There is no equivocation here; there is no caveat that what Jesus is saying should be taken with a grain of salt. “I have said these things to you so that my joy may be in you, and that your joy may be complete”. Where was the joy in persecution? What complete joy could be found in martyrdom? In fact, a Christian might have written at the end of the first century, ‘Where is God, where is the God who says He loves us’? Instead we hear, “As the Father has loved me, so I have loved you; abide in my love”. As St Paul would write, nothing can separate us from the love of God, nothing at all – not even persecution and not even death. These words first written in the Gospel of John were to have the same effect for its readers as the words spoken by Jesus in the upper room decades earlier. The love of God is with us, the Joy of God is literally in us and we are made complete when we realize no matter the circumstances, that bond of love between God and us is unbreakable, that bond of love empowers us to endure and move beyond our time of trial and that bond of love will have the final word in reality.

And so, we come to the context of this passage from the Gospel of John for us today. With your indulgence I have a short personal story. A number of years ago in my early thirties I walked through the doors of St Barnabas Anglican Church for the first time. To be honest I was scared and trepidatious and a good part of my mind was saying to myself, “Look, turn around, just pretend you have come to the wrong place and leave now before any more people see you and you make a fool of yourself’. Thankfully another part of my mind was saying, “I have thought this through, God is calling and it is time to answer the call and start the journey – wherever that may lead”. As I came in I was greeted warmly and like all good Anglicans I tried to sit near the back in a place where I would not likely be seen or noticed.

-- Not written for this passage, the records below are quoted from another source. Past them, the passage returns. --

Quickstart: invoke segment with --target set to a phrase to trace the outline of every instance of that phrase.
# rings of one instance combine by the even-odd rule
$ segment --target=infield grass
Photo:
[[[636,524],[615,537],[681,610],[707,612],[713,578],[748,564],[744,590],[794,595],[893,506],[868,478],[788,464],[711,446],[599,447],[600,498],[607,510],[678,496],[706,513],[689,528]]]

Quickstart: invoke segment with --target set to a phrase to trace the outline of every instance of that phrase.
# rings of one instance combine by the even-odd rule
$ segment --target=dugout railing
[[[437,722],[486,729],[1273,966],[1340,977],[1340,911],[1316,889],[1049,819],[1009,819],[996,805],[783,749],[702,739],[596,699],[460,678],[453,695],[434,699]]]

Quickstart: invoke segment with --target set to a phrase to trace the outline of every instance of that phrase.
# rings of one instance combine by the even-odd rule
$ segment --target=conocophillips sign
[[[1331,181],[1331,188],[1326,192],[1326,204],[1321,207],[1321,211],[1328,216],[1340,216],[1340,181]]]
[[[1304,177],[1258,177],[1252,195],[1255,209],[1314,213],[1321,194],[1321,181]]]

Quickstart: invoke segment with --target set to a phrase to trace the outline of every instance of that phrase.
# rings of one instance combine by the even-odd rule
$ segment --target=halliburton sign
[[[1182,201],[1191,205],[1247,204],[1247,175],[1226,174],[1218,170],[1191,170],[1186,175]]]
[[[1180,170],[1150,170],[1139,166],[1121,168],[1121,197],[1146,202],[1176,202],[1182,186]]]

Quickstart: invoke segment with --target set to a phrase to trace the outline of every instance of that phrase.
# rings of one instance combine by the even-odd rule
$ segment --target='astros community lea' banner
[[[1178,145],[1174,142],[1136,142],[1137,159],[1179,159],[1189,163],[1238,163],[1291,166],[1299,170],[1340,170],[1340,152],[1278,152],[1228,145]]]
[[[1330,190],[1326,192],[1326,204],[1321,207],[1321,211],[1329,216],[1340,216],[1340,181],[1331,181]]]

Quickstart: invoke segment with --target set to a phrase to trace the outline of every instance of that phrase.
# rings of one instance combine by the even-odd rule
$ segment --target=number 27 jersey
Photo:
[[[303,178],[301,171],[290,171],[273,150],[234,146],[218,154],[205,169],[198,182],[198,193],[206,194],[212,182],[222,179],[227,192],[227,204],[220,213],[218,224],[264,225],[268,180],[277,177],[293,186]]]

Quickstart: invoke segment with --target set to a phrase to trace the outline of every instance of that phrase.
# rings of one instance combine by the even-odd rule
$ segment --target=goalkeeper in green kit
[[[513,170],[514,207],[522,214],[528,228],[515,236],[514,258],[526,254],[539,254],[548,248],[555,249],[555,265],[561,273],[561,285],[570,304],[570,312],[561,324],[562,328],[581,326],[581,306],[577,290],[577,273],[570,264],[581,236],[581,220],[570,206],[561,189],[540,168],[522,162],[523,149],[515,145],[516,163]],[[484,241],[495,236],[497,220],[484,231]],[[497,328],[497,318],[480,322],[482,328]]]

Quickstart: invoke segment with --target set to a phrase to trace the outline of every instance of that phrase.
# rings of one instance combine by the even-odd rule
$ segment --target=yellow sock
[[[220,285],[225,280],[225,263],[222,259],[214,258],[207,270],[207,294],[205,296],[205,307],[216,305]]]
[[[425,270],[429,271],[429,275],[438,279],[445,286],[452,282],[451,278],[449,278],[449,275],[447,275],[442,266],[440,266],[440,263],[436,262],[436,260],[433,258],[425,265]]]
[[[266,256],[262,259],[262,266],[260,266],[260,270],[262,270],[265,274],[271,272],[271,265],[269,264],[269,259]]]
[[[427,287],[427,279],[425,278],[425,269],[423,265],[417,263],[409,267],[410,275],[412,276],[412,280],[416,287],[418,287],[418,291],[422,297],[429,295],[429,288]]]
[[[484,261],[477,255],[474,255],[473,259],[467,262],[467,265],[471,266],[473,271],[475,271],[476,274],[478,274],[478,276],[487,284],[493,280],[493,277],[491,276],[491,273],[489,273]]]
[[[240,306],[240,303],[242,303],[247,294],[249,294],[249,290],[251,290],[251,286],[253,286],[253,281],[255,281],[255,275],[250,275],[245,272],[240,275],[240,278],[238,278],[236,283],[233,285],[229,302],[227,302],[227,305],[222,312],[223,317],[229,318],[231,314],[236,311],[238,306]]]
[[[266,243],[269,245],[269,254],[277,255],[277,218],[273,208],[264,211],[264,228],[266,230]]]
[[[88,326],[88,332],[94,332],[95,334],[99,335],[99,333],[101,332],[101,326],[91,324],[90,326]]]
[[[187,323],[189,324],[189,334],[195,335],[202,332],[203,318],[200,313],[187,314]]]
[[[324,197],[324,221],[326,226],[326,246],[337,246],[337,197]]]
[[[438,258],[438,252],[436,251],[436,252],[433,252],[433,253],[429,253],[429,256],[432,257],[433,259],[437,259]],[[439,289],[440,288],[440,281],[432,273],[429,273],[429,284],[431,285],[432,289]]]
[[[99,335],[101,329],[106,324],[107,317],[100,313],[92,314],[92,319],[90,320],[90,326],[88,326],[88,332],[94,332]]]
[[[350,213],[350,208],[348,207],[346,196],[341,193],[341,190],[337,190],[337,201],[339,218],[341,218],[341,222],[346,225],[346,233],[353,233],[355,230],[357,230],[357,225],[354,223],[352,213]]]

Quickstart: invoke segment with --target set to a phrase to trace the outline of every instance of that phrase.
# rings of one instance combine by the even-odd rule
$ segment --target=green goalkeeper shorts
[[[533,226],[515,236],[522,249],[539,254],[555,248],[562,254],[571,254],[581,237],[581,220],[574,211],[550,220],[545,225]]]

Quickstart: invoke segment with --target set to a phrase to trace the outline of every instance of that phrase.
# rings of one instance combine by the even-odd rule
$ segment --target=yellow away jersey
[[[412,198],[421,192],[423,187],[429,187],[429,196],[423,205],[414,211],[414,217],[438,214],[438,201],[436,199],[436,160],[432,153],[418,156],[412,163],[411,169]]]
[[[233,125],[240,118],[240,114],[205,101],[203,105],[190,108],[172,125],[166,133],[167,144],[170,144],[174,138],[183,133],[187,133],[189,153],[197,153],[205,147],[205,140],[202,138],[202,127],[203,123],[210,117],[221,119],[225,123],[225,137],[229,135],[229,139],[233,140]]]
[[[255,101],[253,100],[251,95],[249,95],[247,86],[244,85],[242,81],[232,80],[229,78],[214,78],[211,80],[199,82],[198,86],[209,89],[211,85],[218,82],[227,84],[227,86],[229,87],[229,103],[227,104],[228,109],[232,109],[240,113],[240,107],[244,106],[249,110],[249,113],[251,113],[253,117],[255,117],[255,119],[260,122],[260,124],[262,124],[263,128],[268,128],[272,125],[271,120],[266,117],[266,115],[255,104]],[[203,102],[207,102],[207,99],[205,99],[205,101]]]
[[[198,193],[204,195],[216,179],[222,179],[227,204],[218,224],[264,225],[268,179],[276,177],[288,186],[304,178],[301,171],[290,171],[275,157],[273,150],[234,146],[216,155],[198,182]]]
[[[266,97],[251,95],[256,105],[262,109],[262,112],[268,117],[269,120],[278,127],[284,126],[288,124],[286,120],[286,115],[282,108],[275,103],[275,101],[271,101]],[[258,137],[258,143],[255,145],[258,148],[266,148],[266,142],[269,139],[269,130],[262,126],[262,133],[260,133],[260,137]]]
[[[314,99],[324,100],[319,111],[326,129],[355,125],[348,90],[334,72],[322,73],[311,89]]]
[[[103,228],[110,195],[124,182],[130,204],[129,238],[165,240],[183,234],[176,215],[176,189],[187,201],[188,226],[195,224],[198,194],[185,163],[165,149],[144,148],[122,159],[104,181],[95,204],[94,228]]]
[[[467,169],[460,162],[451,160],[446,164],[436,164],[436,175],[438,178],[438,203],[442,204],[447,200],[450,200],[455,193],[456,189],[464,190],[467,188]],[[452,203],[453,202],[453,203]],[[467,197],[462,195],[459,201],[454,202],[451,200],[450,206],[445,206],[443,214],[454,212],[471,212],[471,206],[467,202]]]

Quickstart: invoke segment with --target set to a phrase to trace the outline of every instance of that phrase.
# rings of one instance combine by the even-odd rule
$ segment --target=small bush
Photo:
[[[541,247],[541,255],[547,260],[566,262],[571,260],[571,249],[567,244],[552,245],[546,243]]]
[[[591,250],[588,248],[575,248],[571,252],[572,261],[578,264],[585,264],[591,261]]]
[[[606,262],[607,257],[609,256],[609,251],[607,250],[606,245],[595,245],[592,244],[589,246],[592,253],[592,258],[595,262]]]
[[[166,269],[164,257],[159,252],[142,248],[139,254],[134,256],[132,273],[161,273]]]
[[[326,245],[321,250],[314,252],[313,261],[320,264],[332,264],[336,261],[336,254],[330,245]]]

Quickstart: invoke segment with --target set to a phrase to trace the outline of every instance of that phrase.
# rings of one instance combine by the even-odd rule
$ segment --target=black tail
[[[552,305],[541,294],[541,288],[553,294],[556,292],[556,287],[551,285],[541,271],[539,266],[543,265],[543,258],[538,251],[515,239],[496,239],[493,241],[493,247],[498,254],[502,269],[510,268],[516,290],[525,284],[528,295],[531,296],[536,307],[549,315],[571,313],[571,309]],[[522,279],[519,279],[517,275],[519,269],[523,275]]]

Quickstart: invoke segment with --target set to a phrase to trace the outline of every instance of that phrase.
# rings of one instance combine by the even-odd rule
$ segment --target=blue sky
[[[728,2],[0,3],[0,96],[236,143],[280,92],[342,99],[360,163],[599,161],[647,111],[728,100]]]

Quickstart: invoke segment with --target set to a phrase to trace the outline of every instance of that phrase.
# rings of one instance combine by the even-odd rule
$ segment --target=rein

I soon realized the church was too small for that. Everyone noticed me and said hello. I said to myself, ‘It’s just one Sunday, I’ll get through it and I can go back to watching football on TV next week’. A voice at the back of the church announced the First hymn and the service started. The procession was simple, just a crucifer and the Priest and the hymn was being played beautifully, but on a piano that I could tell was slightly out of tune. The hymn being played was Come And Journey With A Saviour. The service was sincere and elegant and by the time we got to communion I knew I had found a new home. I left that Sunday with a joy I had not experienced before, it was the joy of knowing that God loved me from within. I left that Sunday and even if in a small way I was changed – I was empowered to begin my journey and it felt so incredibly good. I felt and experienced the power of God working within me and I felt it in that first procession with that one crucifer, one priest and a hymn being played on a slightly out of tune piano. I was empowered by the love of God and that church community allowed me to envision a whole new future.

That future for me included service for the love of God and for the love of all others. And it has been my experience that in all the work that I have done for God and for others, there is real joy. When we realize and authentically include God’s love for us into our lives we cannot help but to be empowered to do what is right for others and for the earth and in that ministry, whatever it may be, we find joy and that is the joy that makes us complete. The synchronicity of this plan has God’s imprint all over it, and its beauty and life giving nature of personal joy and fulfillment through service to others takes always my breath away. May God through Her love empower all of us, and may St John’s continue to be a community that abides in God’s love and feeds people on their journey of joy. For all of that we are grateful and give our thanks. Amen.